La bohème est la voie de l'erreur, de l'errance («extraviarte», dira la mère du condamné, du malade), de l'échec, de la méprise. En fin de parcours forcé, le bohème devient la victime éclairée de ses erreurs de jeunesse. A l'instar d'un Don Quichotte frappé par la raison, le bohème du conte «Una vida» fait avec conscience -s'il est un trait commun à tous les personnages bohèmes, c'est leur sens de la lucidité, leur clairvoyance- le bilan d'une vie sacrifiée, tournée de façon obsessionnelle vers la gloire littéraire («Por mi nombre he luchado y por el nombre de toda la familia»18), une gloire qui ne fera qu'attendre: «Soy un vencido..., si es derrota el tener vergüenza y no transigir con la mentira»19. Le héros bohème fin-de-siècle est un perdant, un «vencido» (Alejandro Sawa, intitulait déjà son récit autobiographique bohème en 1887 de Declaración de un vencido), abandonné de tous. Sa vie est un combat inutile, impossible, quichottesque qui ne peut mener qu'au suicide (par désespoir): «¡Quiero morir solo..., de hambre..., de hastío, de odio!»20.

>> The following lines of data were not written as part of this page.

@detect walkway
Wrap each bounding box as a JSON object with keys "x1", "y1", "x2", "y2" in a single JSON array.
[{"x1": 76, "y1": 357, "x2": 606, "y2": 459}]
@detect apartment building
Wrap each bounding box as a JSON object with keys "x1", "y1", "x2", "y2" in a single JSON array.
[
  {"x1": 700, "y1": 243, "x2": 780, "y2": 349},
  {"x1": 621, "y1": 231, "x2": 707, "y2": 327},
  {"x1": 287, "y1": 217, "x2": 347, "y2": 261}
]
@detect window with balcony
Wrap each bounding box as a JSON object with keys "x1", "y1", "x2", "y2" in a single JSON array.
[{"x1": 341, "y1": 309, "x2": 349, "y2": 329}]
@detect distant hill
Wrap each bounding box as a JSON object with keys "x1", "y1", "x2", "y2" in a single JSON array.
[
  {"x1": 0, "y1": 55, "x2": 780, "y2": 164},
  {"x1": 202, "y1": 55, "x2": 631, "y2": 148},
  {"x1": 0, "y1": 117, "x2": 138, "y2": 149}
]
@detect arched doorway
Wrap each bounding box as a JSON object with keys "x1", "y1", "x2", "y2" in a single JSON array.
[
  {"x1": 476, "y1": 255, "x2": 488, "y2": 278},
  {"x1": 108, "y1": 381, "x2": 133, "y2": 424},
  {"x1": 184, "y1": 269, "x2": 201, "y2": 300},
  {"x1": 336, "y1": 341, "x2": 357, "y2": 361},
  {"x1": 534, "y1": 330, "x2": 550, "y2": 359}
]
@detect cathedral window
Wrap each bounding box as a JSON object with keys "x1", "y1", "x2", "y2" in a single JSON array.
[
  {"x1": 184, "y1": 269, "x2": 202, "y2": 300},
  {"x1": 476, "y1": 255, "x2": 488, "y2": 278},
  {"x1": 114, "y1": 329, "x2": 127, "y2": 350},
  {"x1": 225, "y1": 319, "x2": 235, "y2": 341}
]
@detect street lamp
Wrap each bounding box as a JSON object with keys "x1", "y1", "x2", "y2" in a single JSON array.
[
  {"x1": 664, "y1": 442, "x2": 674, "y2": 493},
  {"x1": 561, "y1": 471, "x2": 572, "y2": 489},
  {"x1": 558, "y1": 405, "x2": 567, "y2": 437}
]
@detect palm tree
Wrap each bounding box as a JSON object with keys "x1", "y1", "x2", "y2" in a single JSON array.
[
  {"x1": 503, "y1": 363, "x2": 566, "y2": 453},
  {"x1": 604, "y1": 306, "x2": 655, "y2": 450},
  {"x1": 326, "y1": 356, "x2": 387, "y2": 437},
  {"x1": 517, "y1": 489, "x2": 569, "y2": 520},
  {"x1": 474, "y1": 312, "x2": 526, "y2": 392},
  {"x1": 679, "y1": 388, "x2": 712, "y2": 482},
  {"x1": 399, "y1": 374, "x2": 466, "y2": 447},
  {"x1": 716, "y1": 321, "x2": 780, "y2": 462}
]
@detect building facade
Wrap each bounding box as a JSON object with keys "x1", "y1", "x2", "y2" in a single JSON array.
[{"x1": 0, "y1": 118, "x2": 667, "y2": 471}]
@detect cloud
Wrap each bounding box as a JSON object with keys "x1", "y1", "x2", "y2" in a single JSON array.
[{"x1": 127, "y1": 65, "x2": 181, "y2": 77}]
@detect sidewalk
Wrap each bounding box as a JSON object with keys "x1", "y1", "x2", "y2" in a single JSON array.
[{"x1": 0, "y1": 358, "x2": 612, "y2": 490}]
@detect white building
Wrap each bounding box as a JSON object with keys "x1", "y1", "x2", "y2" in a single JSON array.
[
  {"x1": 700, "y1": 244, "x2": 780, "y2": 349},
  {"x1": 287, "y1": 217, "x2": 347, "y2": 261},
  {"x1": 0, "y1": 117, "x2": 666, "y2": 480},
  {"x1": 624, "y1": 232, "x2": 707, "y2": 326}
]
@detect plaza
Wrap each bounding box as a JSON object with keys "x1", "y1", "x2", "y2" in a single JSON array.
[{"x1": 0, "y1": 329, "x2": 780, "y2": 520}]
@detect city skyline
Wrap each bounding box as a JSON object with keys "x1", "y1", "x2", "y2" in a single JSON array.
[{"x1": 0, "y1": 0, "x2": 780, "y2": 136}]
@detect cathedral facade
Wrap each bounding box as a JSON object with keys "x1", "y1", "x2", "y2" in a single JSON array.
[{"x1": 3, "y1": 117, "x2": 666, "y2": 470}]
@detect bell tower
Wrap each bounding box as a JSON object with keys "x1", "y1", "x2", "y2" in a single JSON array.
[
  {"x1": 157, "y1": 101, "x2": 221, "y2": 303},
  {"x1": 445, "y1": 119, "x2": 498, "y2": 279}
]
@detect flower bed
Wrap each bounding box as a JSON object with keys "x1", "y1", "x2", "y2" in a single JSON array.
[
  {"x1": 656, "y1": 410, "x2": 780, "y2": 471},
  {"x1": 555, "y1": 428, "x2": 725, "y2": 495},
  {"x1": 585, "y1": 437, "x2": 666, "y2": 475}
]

Le conte dialogué «Paisajes», véritable petit traité esthétique sur la captation sensorielle du paysage (et nous savons que la nature est une autre obsession thématique azorinienne), conte central dans Bohemia, porte sur le manque de volonté chronique et le déclin du bohème (fin de parcours), incapable de réaliser un projet d'écriture. Nous savons que le bohème est marqué par l'incapacité ou l'impuissance à passer à l'acte d'écriture:

Se titulará Paisajes; será una serie de cuadros sin figuras, de manchas de color, de visiones..., estados de alma ante un pedazo de Naturaleza, [...].

Paisajes no salía. Todos los días proponíase principiar su obra y todos los días dejaba su tarea para mañana21.



Le personnage de ce conte se distingue par cette pathologie du manque de volonté, inséparable, comme l'alcool et le manque d'argent, du portrait du bohème: «Pero le era imposible escribir: no tenía fuerzas, no podía»22.

D'ailleurs, le bohème présenté par Azorín, stéréotype du bohème fin-de-siècle, consume sa vie dans les cafés madrilènes; son emploi du temps se présente sous la forme d'un itinéraire angoissant:

Y, sin embargo, persistía en su vida de bohemio empedernido: pasando el día en los cafés; dormitando, repleto de ginebra, en las tabernas; viviendo angustiosamente de la caridad forzada de sus amigos. «Esa obra me reanimará», decía, poniendo sus esperanzas en el libro proyectado.23



Pour Azorín aussi, la bohème est le passage douloureux de l'illusion à la désillusion, elle est une expérience angoissante où prédominent la frustration et l'échec. Le bohème suit inéluctablement un itinéraire de douleur et de misère24 dont la fin, tragique ici, est l'enfermement dans la folie du désespoir:

[...] apelotonado en un rincón del coche, dejaba vagar su espíritu, sin vigor, sin consistencia, de lado para otro:


Deçà, delà
Pareil à la
Feuille morte25.



Pour résumer, le conte qui ouvre Bohemia, «Fragmentos de un diario», où le manque de dynamisme de l'action semble compensée par la forme (selon D'Ambrosio, il existe effectivement chez Azorín une complémentarité entre la forme et le fond) porte sur la dureté, l'ascétisme d'une vie paralysée par le manque de succès. Le dernier conte est la vision dynamique pitoyable d'un bohème cloué dans son lit et assisté par sa sœur, son frère sa mère. Pétrifié dans un orgueil absurde, le bohème confirme sa fibre contestataire, anti-bourgeoise, au grand dam de son entourage qui l'abandonne petit à petit, puis revenant assister au suicide du bohème, ultime acte de protestation; un geste que nous retrouvons dans Declaración de un vencido de Sawa publié en 1887).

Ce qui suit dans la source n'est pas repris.